B. B. King made a visit last night, so I decided to pedal over and visit a legend. His name is really Riley B. King who came from Indianola in the delta. He grew up picking cotton, up to 400lbs a day for 35 cents a hundred pounds. He claimed no one could pick more cotton a day than him.He drove tractors and sang spirituals before coming to Memphis in 1947, where he worked up and down Beale Street playing in different clubs.
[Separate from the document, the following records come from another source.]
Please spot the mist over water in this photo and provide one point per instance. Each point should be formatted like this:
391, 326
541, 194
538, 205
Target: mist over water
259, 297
He was good and authentic and earned the nickname, Beale Street Blues Boy, which was eventually shortened to B. B. About the same time Sam Phillips came to Memphis to be the first white man to record black music and recorded B. B. and his friend Ike Turner, which paved the way for the recording of white guys singing black music as he discovered Elvis, Cash, Perkins, Orbison, and Jerry Lee Lewis.

B. B. King 80 years young
The first time he recorded for Sam he revealed that he could not play the guitar and sing at the same time. "Can't you sing and play at the same time?" Phillips asked him. "Mr. Phillips that's the only way I ever played," he answered. "What ever you do," Phillips told him, "don't change it. Just keep it natural."
Now nearly 60 years later B. B. King is still playing over 200 nights a year and alternating between singing and playing his guitar. A true living legend in the transformation of American music to where we are today.